Jill: “Five years from now, you might say, ‘Oh, now we have a chance to refi.’… Let it breathe a little bit.” (12:18; 15:14)
- Liquidity Provides Flexibility: Maintaining liquid cash might be important for this transition.
Market Uncertainty
“If the investment account earns you a lot of money over that same five or ten years, you’ll look back and say, ‘Oh, it was smart not to actually pay [the mortgage] down.’… Again, not a slam dunk either way.” (12:45–13:30)
4. Estate Planning: The Overlooked Task (13:53)
- Jill urges Katie to create estate documents, given their lack of children and large assets:
“The biggest reason I say that is… you have to affirmatively say where you want your money to go... Please, can we make a pinky swear over the airwaves?” (13:54–14:46)
- Concrete advice: Use post-tax season to get documents in place.
Memorable Quotes & Timestamps
-
Jill on Mortgage Anxiety:
"Emotionally, we all would like to be relieved of debt, but it’s not always the greatest thing." (15:14)
-
Mark’s Straightforward Take:
“Keep the money liquid… you can always pay this mortgage off later on.” (11:16)
-
Katie’s Self-Assessment:
“I’m definitely in the emotional court and talk myself into…the math problem is it’s better to invest it. You know, sure, there’s a little bit of risk, but I think we have a safe cushion to see our way through it. And I think I just need to stay off the mortgage calculator because the dollars going toward interest is insane.” (12:18–12:38)
-
Jill’s Final Guidance:
“It’s probably best to just let it breathe a little bit.” (15:14)
Key Takeaways
- With significant liquidity and investments, Katie and her husband have options.

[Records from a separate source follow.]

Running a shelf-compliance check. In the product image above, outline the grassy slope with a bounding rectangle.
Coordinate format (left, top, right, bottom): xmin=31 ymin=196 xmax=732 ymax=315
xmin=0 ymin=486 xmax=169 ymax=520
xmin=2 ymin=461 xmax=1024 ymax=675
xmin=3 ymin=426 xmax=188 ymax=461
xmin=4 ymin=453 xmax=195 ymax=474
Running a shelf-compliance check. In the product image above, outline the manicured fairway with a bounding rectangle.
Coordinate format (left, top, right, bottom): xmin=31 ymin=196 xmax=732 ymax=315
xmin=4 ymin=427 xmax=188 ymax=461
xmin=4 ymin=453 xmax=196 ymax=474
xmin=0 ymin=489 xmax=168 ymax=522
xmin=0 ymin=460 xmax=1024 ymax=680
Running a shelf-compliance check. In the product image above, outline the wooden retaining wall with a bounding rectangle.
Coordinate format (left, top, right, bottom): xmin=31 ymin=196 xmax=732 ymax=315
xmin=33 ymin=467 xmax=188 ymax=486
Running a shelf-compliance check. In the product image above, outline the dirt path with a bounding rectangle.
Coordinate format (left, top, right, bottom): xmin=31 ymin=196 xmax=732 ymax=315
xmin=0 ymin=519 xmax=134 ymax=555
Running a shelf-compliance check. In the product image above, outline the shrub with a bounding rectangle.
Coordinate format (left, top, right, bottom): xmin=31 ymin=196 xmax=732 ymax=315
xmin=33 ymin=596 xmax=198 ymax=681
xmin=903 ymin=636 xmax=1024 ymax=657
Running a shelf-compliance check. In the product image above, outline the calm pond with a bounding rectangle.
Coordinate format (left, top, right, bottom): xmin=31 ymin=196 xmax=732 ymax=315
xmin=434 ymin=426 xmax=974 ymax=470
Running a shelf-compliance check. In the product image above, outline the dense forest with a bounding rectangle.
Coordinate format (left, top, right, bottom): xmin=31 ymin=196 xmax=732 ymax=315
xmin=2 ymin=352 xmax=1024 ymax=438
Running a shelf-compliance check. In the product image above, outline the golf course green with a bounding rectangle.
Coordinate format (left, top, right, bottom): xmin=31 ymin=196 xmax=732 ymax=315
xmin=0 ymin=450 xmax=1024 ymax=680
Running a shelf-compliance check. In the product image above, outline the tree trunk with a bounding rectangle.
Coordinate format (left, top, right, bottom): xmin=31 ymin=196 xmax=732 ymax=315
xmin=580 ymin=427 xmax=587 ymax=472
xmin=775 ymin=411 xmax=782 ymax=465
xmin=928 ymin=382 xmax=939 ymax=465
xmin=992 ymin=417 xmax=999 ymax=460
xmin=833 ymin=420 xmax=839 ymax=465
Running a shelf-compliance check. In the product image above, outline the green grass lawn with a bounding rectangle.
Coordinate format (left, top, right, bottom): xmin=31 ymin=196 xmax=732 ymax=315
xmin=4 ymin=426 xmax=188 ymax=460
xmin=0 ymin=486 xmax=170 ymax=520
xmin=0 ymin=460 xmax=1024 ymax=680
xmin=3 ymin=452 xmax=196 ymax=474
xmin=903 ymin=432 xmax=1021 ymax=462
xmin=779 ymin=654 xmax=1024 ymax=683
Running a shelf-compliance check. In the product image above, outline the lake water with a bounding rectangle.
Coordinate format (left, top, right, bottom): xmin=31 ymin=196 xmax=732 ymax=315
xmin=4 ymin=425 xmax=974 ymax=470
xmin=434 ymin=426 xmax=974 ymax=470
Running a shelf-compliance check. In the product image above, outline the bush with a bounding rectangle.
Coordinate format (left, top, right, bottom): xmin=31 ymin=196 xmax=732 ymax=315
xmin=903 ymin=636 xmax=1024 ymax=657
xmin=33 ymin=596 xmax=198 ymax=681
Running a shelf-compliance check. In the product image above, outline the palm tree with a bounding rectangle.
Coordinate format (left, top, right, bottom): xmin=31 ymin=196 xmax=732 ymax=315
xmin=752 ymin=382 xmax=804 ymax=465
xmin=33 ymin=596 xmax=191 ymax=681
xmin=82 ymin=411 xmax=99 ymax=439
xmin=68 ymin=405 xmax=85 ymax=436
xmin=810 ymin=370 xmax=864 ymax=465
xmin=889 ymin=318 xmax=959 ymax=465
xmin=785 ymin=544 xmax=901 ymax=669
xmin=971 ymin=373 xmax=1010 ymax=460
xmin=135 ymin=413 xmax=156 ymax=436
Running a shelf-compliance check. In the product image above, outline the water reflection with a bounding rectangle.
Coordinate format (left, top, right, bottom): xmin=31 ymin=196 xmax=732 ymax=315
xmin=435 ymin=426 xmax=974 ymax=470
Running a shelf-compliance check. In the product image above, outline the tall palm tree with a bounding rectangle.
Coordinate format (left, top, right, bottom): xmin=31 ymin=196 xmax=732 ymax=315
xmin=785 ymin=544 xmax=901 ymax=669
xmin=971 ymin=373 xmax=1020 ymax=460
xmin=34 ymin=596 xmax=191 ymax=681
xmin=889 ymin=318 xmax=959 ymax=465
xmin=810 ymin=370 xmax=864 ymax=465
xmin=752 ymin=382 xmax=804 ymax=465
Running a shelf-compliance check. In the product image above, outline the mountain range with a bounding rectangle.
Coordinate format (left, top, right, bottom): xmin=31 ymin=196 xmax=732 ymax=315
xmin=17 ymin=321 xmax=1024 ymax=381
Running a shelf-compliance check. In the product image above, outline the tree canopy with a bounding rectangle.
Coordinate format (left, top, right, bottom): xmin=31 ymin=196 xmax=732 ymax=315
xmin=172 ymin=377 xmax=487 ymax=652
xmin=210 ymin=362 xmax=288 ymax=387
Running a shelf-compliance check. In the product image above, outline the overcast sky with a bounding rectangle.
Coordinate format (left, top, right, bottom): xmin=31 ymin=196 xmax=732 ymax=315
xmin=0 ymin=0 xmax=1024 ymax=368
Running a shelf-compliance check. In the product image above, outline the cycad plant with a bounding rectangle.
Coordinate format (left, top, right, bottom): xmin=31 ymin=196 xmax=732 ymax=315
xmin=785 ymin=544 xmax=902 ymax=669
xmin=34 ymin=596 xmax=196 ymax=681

- Financially, holding cash can be as prudent as paying down principal, especially with uncertain life changes ahead.
- Emotional relief matters, but the math doesn’t always justify paying off a mortgage at the expense of flexibility.
- Estate planning is crucial for people without direct heirs.
- Ultimately, “not a slam dunk”: the right decision is as much about life plans and peace of mind as hard numbers.
Suggested Decision Framework (For Listeners):
- Evaluate Your Need for Liquidity: Are you facing a possible career change, income disruption, or opportunity?
- Assess Emotional Comfort: If debt causes palpable stress, don’t discount that factor.
- Run the Math, But Don’t Ignore the Human Factor: Interest saved vs. investment returns vs. flexibility.
- Review Estate Planning Regularly: Especially important for child-free, asset-rich families.
Important Segments & Timestamps
- Katie’s Situation Overview: 03:31–07:26
- Main Dilemma Discussion: 07:26–13:30
- Estate Planning Discussion: 13:53–14:48
- Jill’s Final Thoughts & Wrap-up: 15:14
For listeners in similar situations, consider both sides before committing windfalls to mortgage principal—maintain flexibility, plan for the future, and, above all, let peace of mind guide you alongside the numbers.